Winchester has a very long History, and you can feel it just by walking in the town. Indeed, until the Norman Conquest, Winchester was the capital of England. When I decided to go to Winchester for a day trip back in April 2007, it was mainly to see the cathedral. And I discovered much more than that in this very charming English town!
Winchester is mainly famous for its magnificent Cathedral previously mentioned, and for the famous people who are buried there. Do you know Jane Austen, the English writer? She lived and died in Winchester. Hence, the Cathedral and all places around it are busy and packed with tourists. It still felt more peaceful than I expected. I even spent time relaxing at a café, staring at the monument, the people… and enjoying the sun!
The other big attraction in the city is at the castle: we can see King Arthur’s Table there. I missed it during my visit. If you are travelling with kids (or fun grown-ups…!), they may love playing with the reconstitution and the clothes from the City Museum. It is a nice way to learn more about the history of the town, and it is free!
The city centre was full of life. Starting at the statue of King Alfred (so huge! and I did not even know who he was… shame on me!), you can find so many pubs along the main street and even further. I stopped at the pub ‘Bishop on the Bridge’, enjoying the lovely terrace just above the river.

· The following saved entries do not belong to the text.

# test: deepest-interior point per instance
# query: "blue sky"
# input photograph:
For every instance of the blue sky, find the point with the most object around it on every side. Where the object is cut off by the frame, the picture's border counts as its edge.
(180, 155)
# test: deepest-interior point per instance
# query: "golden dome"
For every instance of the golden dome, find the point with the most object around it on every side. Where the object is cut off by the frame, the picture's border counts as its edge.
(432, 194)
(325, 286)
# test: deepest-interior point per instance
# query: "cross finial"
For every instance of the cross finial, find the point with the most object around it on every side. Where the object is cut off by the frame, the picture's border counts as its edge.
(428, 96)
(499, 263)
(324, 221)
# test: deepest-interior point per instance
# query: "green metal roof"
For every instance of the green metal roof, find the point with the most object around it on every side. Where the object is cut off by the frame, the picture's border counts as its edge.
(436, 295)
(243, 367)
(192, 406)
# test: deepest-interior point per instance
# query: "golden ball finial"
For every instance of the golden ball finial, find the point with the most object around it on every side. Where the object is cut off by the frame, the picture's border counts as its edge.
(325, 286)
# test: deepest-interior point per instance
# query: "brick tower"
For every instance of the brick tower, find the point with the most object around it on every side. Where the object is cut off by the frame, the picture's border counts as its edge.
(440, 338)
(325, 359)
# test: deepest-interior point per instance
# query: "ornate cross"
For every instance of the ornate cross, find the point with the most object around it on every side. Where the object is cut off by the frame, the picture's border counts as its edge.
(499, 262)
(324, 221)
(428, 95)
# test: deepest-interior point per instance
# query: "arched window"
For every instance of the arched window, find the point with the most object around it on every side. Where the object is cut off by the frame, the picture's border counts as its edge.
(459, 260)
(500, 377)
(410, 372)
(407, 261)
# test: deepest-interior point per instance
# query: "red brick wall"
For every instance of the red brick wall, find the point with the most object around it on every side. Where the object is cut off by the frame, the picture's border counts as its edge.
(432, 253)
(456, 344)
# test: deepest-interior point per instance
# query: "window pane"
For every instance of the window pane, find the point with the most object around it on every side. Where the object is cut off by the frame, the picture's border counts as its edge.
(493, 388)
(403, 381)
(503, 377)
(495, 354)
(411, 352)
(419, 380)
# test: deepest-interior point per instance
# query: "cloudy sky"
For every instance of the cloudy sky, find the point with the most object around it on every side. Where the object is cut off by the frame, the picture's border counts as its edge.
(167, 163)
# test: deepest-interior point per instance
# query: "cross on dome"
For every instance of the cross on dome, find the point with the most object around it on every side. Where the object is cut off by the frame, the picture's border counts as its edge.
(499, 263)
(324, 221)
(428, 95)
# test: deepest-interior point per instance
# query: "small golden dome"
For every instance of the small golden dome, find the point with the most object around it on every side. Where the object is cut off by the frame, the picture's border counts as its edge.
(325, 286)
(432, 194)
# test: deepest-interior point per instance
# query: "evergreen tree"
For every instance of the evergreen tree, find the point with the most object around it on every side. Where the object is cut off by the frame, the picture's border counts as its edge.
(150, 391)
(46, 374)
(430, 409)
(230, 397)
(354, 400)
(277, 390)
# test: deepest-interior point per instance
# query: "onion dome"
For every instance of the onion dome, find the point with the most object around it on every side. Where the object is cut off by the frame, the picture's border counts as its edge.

To escape the crowd and chill a bit, you can follow the Itchen river that crosses the town centre. It is ideal for short strolls with many gardens to find a quiet spot. If you climb all the way up to St Gil’s Hill (around 15min from the town centre), you will get lovely views of the city with the castle, the cathedral, and the main street.
Where is Winchester?
Winchester is in the south of England, close to Southampton. It is easy to get to Winchester for a day trip by train, by bus, by car or even by plane, from either Southampton or London.